Tuesday, February 2, 2016

MTBoS Blogging Initiative: Week 4 - Teach My Lesson


I love Geometry:  especially a little further in the year when you have covered enough topics to make things FUN and INTERESTING.

Last year was the first year I taught this lesson and I blogged about it here.  The gist of it is a fictional merry-go-round that is brought to our school to have the carpentry shop repair and repaint. My superintendent came in and went along with me on this.  The kids were very into accurately calculating the area, amount of paint, and total cost of the hexagonal merry-go-round.

The only info they were given was that it was a regular hexagon and the side measure.

What was fun was the many different ways students came up with the length of the "apothem".

I never introduced that word and these students had never calculated the area of a regular polygon.  My goal was to ensure they had strategies that would work for them during the state test and I knew there was NO way any of them would remember one more area formula!!

Some used the Pythagorean theorem because they realized by angle measures the triangles were equilateral.  Some used special right triangles.  And at least two ended up using trig!!

Here are links to everything I used.  Not all kids got all documents.  I scaffolded as needed since I have a number of students on IEPs.

Student Sheet
Student Help Sheet
Unit Plan
Rubric
Smartboard slides

5 comments:

  1. Tina, this is wicked cool.
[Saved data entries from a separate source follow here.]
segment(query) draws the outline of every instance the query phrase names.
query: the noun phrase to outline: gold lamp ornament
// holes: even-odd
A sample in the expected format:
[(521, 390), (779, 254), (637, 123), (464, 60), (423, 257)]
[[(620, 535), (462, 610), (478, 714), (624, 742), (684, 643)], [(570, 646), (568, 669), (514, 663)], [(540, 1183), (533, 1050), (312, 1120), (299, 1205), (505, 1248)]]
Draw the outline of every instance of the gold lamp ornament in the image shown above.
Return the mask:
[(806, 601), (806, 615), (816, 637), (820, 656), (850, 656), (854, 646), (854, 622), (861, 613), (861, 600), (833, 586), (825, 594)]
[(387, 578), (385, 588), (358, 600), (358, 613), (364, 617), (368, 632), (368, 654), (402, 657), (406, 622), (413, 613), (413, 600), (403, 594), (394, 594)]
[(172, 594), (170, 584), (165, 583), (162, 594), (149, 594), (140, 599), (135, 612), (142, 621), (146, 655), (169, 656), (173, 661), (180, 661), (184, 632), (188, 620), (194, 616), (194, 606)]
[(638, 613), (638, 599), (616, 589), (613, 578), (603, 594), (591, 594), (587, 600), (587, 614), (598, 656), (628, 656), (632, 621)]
Bookmarked so I can find when I get to polygons in a couple of months. Thanks for sharing!!

    ReplyDelete
    Replies
    1. You're welcome....Just sharing the MTBoS love! Would love to hear of any "edits" you make to this lesson.

      Delete
  2. What a fun project. I love the MAP resources. I noticed in your blog post and on the shared document, you don't list the side measure. Do you vary that per student group? Per class? (Or maybe not at all!)
    I wonder if you could talk the English teacher into helping with the "write up a proposal" part of the assignment. Almost like an informative essay, or maybe a formal letter.

    ReplyDelete
    Replies
    1. I didn't list the side measure because I wanted them to fill in information given by the superintendent. I also think I will change it up this year just in case someone is a repeat student or has a sibling who took my course last year! :)

      I love the idea of getting the ELA teachers to help with the write up. It was arduous last year! I used to teach writing, so I know what it should look like, but I just didn't have the time to make them do the revisions they needed to. I think I will talk to ELA staff and see if this fits in any of their writing assignments. Thx for the idea!

      Delete
  3. I looked at the link you provided to last year's post. I notice that last year you told the students not to make assumptions, such as assuming that all the triangles are equilateral. I like this idea -- but I noticed that there was no way for them to conclude that the hexagon was regular without making assumptions. (This year you told them that the hexagon was regular, but not last year.)

    I know what you mean about that apothem formula. Many Geometry texts don't even give that formula. On the other hand, the apothem formula can be used to derive the area of a circle.

    I'm glad that this lesson was successful -- more so because I'm especially interested in Geometry lessons.

    Thanks for participating in the MTBoS!